Aquellos que no son vulnerables, deberían reanudar inmediatamente su vida con normalidad. Medidas sencillas de higiene, como lavarse las manos y quedarse en casa cuando se esté enfermo, deberían ponerse en práctica por todos para reducir el umbral de inmunidad de rebaño. Las escuelas y universidades deberían abrir para una enseñanza presencial. Las actividades extracurriculares, como los deportes, deberían reanudarse. Los adultos jóvenes de bajo riesgo deberían trabajar con normalidad, en lugar de hacerlo desde casa. Los restaurantes y otros negocios deberían abrir. Las artes, la música, los deportes y otras actividades culturales deberían reanudarse. La gente que se encuentra en mayor riesgo podría participar, si así lo desea, mientras la sociedad en conjunto disfruta de la protección otorgada a los vulnerables por aquellos que han desarrollado inmunidad de rebaño.”

***

Yo debería decir algo en conclusión acerca de la idea de inmunidad de rebaño, que alguna gente caracteriza erradamente como una estrategia de dejar que la gente muera. En primer lugar, la inmunidad de rebaño no es una estrategia ̶ es un hecho biológico que se aplica a la mayoría de las enfermedades infecciosas. Aún cuando logremos una vacuna, estaremos descansando en la inmunidad de rebaño, para tener un punto final para esta epidemia. La vacuna ayudará, pero es la inmunidad de rebaño la que llevará a un final. Y, en segundo lugar, nuestra estrategia no es dejar que la gente muera, sino proteger al vulnerable. Sabemos cuál gente es vulnerable y sabemos cuál gente no es vulnerable. No tiene sentido continuar actuando como si no supiéramos estas cosas.

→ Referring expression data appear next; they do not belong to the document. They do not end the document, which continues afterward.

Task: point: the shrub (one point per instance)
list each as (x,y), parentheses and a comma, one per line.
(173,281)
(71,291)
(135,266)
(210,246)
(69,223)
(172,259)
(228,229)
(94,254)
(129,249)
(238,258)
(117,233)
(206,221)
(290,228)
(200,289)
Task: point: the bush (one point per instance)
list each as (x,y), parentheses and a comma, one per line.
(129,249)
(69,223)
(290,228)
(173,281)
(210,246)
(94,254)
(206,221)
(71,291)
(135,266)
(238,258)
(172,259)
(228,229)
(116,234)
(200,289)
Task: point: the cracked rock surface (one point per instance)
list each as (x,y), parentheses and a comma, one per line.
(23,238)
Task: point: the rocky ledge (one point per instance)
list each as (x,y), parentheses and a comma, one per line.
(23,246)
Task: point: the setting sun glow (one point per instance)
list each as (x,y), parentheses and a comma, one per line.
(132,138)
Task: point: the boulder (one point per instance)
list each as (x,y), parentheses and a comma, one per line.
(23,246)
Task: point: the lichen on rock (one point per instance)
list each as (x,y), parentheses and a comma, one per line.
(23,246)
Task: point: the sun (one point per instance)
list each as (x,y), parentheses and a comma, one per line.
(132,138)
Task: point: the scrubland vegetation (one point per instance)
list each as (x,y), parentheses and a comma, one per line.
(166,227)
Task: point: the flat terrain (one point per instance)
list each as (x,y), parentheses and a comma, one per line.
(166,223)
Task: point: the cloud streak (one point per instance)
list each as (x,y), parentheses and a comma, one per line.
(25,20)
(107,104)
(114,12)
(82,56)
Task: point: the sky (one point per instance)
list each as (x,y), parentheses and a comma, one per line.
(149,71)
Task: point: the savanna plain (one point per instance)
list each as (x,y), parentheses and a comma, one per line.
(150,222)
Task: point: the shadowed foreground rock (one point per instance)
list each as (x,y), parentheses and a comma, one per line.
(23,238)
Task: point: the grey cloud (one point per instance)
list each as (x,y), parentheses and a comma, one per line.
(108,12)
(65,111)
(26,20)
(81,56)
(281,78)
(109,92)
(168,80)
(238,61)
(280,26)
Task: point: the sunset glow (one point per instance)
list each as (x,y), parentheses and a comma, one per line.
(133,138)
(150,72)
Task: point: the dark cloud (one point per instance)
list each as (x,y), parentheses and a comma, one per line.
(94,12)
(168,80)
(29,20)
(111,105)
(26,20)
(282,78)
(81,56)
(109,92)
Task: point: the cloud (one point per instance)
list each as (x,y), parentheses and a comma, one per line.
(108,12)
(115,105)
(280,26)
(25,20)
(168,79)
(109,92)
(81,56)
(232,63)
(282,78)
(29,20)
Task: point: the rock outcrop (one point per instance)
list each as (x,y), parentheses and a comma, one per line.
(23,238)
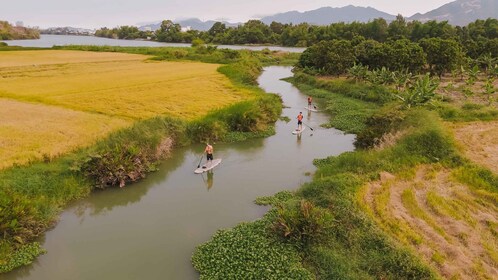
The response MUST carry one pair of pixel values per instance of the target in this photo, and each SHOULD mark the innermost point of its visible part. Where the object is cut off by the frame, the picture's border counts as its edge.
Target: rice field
(30, 132)
(52, 102)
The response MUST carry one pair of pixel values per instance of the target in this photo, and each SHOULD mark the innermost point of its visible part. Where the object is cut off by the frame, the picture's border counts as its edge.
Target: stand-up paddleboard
(311, 109)
(208, 166)
(299, 131)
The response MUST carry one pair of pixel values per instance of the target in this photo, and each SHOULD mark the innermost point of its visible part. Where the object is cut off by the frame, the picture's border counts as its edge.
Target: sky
(112, 13)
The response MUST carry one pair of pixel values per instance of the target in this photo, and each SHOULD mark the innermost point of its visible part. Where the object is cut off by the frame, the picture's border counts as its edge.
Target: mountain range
(460, 12)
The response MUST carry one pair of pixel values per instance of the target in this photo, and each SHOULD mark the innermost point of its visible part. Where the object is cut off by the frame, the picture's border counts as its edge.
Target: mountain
(194, 23)
(461, 12)
(328, 15)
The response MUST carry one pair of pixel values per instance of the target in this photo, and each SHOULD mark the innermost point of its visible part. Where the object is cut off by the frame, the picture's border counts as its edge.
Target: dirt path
(479, 141)
(452, 227)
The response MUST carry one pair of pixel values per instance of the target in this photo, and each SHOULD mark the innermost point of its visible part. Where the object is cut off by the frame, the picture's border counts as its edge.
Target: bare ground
(456, 236)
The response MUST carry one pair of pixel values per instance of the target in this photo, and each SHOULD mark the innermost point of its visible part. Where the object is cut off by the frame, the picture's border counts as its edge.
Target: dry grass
(480, 142)
(31, 131)
(54, 101)
(455, 225)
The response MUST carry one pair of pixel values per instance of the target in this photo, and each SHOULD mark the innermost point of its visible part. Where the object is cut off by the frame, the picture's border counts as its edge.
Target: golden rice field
(52, 102)
(32, 131)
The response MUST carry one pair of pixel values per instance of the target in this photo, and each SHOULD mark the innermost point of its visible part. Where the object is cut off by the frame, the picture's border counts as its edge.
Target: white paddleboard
(208, 166)
(299, 131)
(311, 109)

Mi punto final es acerca de la ciencia. Cuando los científicos han hablado contra la política de cuarentena, ha habido una enorme resistencia: “usted está poniendo a vidas en peligro.” La ciencia no pude operar en un ambiente como ese. Yo no conozco todas las respuestas al COVID; nadie las sabe. La ciencia debería ser capaz de aclarar las respuestas. Pero, la ciencia no puede hacer su trabajo en un ambiente en donde cualquiera que desafíe al estatus quo, es acallado o cancelado.

A la fecha, la Declaración de Great Barrington ha sido firmada por más de 43.000 científicos de la medicina y la salud pública y practicantes de la medicina. La declaración no representa un punto de vista de la periferia dentro de la comunidad científica. Este es parte central del debate científico y allí debe situarse el debate. Los miembros del público en general también pueden firmar la Declaración.

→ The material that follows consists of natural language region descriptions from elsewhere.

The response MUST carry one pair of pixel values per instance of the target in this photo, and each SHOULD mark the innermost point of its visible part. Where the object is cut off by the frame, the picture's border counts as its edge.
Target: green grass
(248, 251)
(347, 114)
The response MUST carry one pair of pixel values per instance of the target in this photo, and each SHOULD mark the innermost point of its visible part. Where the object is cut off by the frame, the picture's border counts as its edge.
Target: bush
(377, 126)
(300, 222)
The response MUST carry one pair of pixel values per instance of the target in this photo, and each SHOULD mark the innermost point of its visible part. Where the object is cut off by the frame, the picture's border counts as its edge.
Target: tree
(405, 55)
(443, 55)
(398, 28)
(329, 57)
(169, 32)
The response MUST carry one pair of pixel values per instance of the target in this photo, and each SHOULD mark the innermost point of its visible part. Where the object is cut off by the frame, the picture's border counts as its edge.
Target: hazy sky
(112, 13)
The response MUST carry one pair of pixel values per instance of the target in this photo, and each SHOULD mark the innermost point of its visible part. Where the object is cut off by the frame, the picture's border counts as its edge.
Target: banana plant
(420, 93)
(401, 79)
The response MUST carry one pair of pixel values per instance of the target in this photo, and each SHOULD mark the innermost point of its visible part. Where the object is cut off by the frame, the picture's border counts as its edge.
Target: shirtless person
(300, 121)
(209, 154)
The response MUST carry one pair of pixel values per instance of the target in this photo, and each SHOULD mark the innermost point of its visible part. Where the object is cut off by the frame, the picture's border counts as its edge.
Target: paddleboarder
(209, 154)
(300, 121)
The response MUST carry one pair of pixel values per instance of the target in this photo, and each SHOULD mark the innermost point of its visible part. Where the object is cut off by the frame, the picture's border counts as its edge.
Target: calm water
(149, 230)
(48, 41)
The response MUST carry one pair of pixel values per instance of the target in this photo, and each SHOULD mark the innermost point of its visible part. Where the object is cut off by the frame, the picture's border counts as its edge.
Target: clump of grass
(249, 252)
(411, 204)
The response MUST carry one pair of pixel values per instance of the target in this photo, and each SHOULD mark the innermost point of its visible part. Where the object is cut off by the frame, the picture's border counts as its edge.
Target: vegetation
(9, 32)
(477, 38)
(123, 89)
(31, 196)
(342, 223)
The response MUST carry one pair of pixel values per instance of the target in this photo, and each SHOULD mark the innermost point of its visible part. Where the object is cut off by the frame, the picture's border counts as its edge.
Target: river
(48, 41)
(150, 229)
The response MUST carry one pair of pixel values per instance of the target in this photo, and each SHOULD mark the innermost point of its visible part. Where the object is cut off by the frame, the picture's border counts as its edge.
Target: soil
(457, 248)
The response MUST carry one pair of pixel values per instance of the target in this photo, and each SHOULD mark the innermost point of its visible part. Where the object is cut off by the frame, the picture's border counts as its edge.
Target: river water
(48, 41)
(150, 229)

Juntos pienso que podemos llegar al otro lado de esta pandemia. Pero, tenemos que defendernos. Estamos en un momento en que nuestra civilización está en riesgo, en donde los lazos que nos unen están en riesgo de ser desgarrados. No deberíamos tener temor. Debemos responder racionalmente ante el virus del COVID: proteger al vulnerable, tratar humanamente a la gente infectada, desarrollar una vacuna. Y, mientras hacemos todas esas cosas, debemos tener de regreso la civilización que teníamos, de forma tal que la cura no termine siendo peor que la enfermedad.

El doctor Jayanta Bhattacharya es profesor de medicina en la Universidad de Stanford. Es investigador asociado del National Bureau of Economic Research, compañero sénior del Stanford Institute for Economic Policy Research, y del Stanford Freeman Spogli Institute.

Traducido por Jorge Corrales Quesada.